The London Climate Change Partnership’s (LCCP) report Your social housing in a changing climate (2013) effectively makes the case for the implementation of adaptation measures in the housing sector in order to ensure that our homes and the often vulnerable people that reside in them are more resilient to the impacts of climate change.
Groundwork London are taking the findings of the report a step further and looking beyond the bricks and mortar to the open spaces on housing estates to identify opportunities for climate change adaptation. As part of the EU funded LIFE + programme and in partnership with the London Borough of Hammersmith & Fulham, the Climate-Proofing Social Housing Landscapes project will deliver a package of climate change adaption solutions in three social housing landscapes in west London.
The project will develop a transferable methodology for the design and implementation of affordable, lightly-engineered adaptation measures such as rain gardens, drought-resilient planting, micro-green roofs, green walls and tree planting supported by rainwater harvesting. These measures will contribute to a reduction in surface water run-off, facilitate carbon storage and sequestration, promote natural cooling, reducing the urban heat island effect and create habitats for birds and wildlife.
The green infrastructure audits, spatial mapping and feasibility assessments are now complete and the community engagement programme is well underway.
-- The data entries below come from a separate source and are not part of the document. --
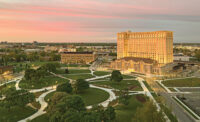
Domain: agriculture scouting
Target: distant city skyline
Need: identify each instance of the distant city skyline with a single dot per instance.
(96, 20)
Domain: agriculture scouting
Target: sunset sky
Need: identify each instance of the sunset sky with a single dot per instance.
(96, 20)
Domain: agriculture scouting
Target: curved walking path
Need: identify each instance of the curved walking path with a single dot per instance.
(105, 103)
(53, 88)
(41, 111)
(14, 80)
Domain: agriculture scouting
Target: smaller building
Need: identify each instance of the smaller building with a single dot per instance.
(181, 57)
(77, 57)
(138, 65)
(6, 69)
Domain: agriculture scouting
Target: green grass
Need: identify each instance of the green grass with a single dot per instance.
(75, 65)
(185, 108)
(101, 73)
(90, 96)
(188, 82)
(165, 109)
(42, 118)
(72, 71)
(94, 96)
(126, 113)
(7, 86)
(168, 112)
(130, 84)
(80, 76)
(48, 96)
(127, 76)
(44, 82)
(172, 89)
(147, 85)
(15, 114)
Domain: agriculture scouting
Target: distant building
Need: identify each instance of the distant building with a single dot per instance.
(156, 45)
(67, 50)
(139, 65)
(6, 69)
(32, 50)
(143, 52)
(50, 48)
(77, 57)
(181, 57)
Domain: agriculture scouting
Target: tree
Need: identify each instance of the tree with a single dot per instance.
(148, 113)
(74, 102)
(64, 87)
(55, 100)
(66, 71)
(29, 74)
(116, 76)
(80, 85)
(124, 97)
(109, 114)
(197, 55)
(19, 97)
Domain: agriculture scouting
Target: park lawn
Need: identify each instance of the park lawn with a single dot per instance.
(94, 96)
(43, 82)
(126, 113)
(90, 96)
(15, 114)
(75, 65)
(48, 96)
(187, 82)
(7, 86)
(148, 86)
(127, 77)
(101, 73)
(42, 118)
(80, 76)
(72, 71)
(133, 85)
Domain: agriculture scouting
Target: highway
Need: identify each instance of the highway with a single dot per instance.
(179, 112)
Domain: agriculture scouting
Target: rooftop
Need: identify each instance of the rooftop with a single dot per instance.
(136, 59)
(78, 52)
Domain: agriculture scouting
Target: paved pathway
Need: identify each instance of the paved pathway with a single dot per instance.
(14, 80)
(105, 103)
(41, 111)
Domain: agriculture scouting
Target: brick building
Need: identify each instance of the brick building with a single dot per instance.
(77, 57)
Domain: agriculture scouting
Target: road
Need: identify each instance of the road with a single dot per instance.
(179, 112)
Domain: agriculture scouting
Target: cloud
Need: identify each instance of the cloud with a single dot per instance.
(94, 19)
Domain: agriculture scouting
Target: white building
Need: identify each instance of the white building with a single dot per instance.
(181, 57)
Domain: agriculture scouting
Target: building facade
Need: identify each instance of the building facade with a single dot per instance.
(156, 45)
(138, 65)
(6, 69)
(77, 57)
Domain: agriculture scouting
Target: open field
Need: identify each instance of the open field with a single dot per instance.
(44, 82)
(90, 96)
(188, 82)
(15, 114)
(80, 76)
(42, 118)
(192, 101)
(133, 85)
(101, 73)
(126, 113)
(72, 71)
(75, 65)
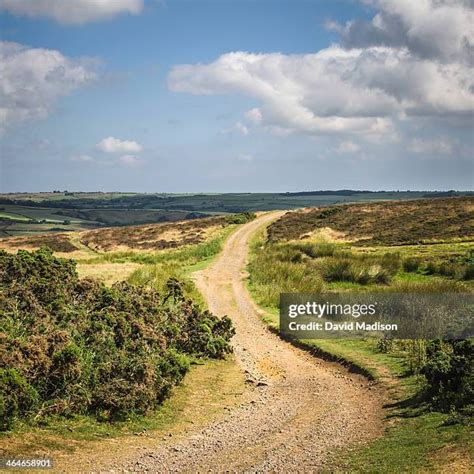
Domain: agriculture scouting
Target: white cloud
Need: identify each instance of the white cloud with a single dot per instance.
(131, 161)
(32, 79)
(348, 147)
(441, 146)
(72, 11)
(82, 158)
(115, 145)
(248, 157)
(355, 88)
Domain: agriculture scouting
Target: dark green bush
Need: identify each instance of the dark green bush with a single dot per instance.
(70, 346)
(17, 397)
(468, 273)
(241, 218)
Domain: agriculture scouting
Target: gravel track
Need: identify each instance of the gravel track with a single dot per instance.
(297, 409)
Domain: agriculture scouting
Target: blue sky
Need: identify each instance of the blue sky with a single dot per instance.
(226, 96)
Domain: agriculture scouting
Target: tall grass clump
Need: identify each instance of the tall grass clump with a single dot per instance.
(362, 269)
(279, 269)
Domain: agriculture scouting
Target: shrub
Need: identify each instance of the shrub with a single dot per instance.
(449, 372)
(411, 264)
(77, 347)
(241, 218)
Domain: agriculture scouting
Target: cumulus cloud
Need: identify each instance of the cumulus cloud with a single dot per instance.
(115, 145)
(429, 29)
(72, 11)
(359, 87)
(32, 79)
(130, 160)
(348, 147)
(239, 128)
(82, 158)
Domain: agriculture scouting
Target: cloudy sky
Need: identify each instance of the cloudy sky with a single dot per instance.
(236, 95)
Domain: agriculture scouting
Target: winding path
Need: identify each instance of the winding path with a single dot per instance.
(298, 408)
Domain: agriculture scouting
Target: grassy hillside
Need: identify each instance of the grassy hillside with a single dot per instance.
(357, 248)
(30, 213)
(131, 238)
(385, 223)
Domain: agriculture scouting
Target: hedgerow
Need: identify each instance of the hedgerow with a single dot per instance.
(70, 346)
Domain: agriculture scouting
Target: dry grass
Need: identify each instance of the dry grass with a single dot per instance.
(108, 273)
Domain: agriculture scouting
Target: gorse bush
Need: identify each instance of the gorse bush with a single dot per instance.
(70, 346)
(241, 218)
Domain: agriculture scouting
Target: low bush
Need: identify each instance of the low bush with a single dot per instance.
(411, 265)
(70, 346)
(362, 270)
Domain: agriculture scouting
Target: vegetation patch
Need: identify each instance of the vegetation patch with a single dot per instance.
(76, 347)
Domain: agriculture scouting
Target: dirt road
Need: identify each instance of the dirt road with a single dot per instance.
(298, 408)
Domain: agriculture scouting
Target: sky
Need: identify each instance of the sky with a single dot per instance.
(236, 95)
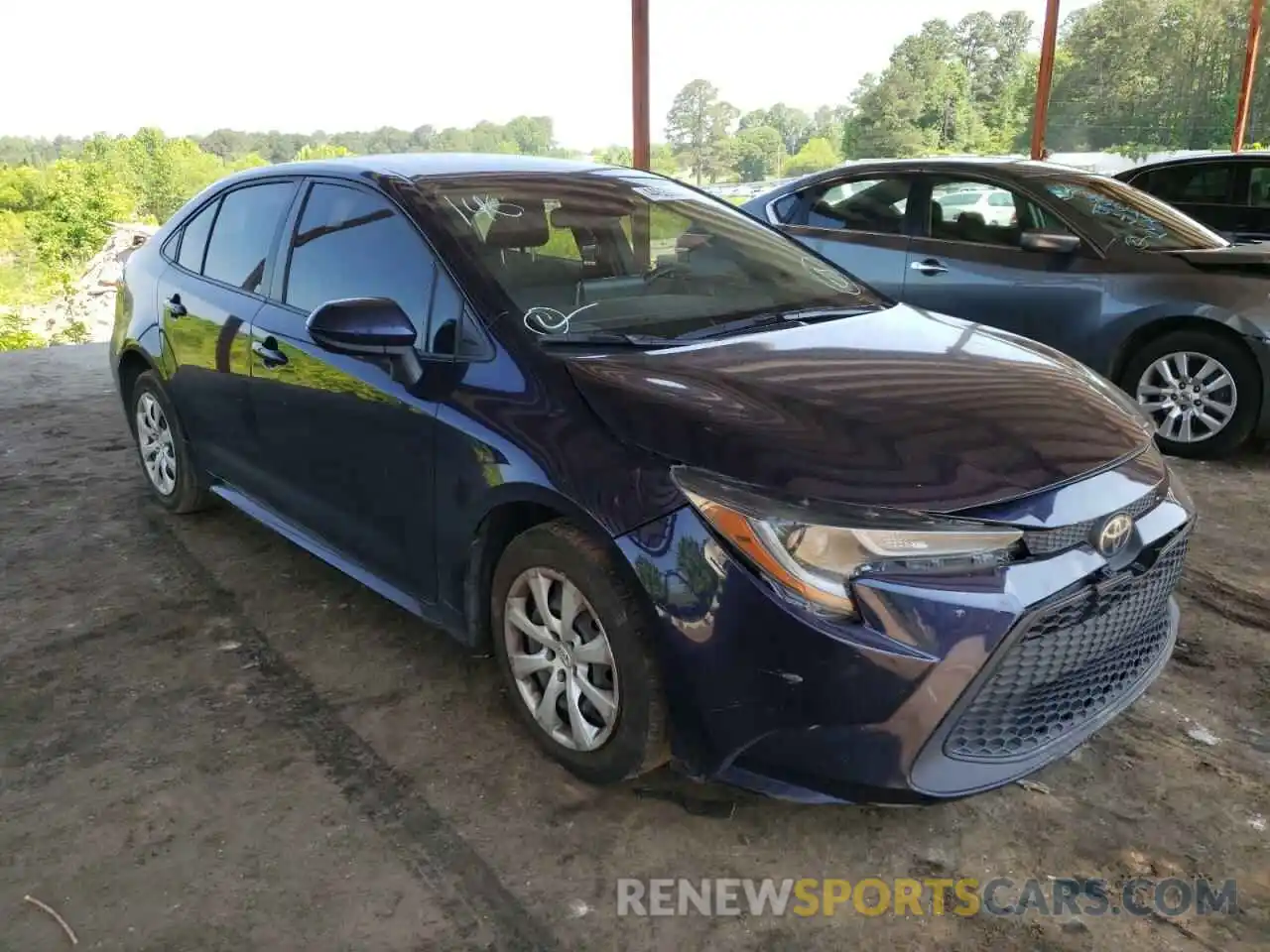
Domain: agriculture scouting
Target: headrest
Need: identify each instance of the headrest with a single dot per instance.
(525, 230)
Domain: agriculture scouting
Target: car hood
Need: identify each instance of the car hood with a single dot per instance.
(1239, 259)
(898, 408)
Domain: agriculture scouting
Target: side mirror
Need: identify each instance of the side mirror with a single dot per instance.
(1049, 241)
(362, 326)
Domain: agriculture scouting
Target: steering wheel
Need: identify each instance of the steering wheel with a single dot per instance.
(665, 272)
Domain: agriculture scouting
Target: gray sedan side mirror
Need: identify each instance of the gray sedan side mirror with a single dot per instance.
(1058, 243)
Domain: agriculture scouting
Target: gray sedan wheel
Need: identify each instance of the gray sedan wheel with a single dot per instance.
(1201, 389)
(1189, 397)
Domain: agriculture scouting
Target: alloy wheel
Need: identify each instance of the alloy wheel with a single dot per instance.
(561, 658)
(1189, 397)
(157, 444)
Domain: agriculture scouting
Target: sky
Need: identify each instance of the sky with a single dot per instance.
(263, 64)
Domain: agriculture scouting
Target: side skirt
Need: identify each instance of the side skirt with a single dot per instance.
(262, 513)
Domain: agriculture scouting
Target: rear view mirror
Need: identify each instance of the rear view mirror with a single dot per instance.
(362, 326)
(1049, 241)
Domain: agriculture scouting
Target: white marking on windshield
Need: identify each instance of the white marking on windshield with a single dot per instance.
(834, 280)
(474, 207)
(548, 320)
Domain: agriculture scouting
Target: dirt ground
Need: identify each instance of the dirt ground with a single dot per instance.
(209, 740)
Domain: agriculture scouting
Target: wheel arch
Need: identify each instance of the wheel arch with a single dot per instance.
(1161, 326)
(131, 365)
(509, 511)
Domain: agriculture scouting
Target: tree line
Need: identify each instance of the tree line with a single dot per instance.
(1130, 75)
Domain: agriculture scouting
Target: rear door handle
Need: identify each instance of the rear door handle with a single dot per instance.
(268, 352)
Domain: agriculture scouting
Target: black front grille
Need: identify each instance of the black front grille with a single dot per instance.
(1071, 662)
(1049, 540)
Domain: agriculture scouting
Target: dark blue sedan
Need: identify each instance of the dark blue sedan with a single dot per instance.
(702, 495)
(1150, 298)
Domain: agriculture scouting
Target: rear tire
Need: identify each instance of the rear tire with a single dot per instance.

The project will continue until March 2016 and one of the key outputs will be a set of training modules for housing practitioners and grounds maintenance professionals on best practice planning, retrofitting and maintenance measures, including an evaluation methodology to capture the technical performance and social return on investment.
The LCCP are supporting the project through strategic input into the project’s Advisory Group along with partners including CIRIA, Environment Agency, the Greater London Authority, Landscape Institute, National Housing Federation, Natural England and Town Planning Institute.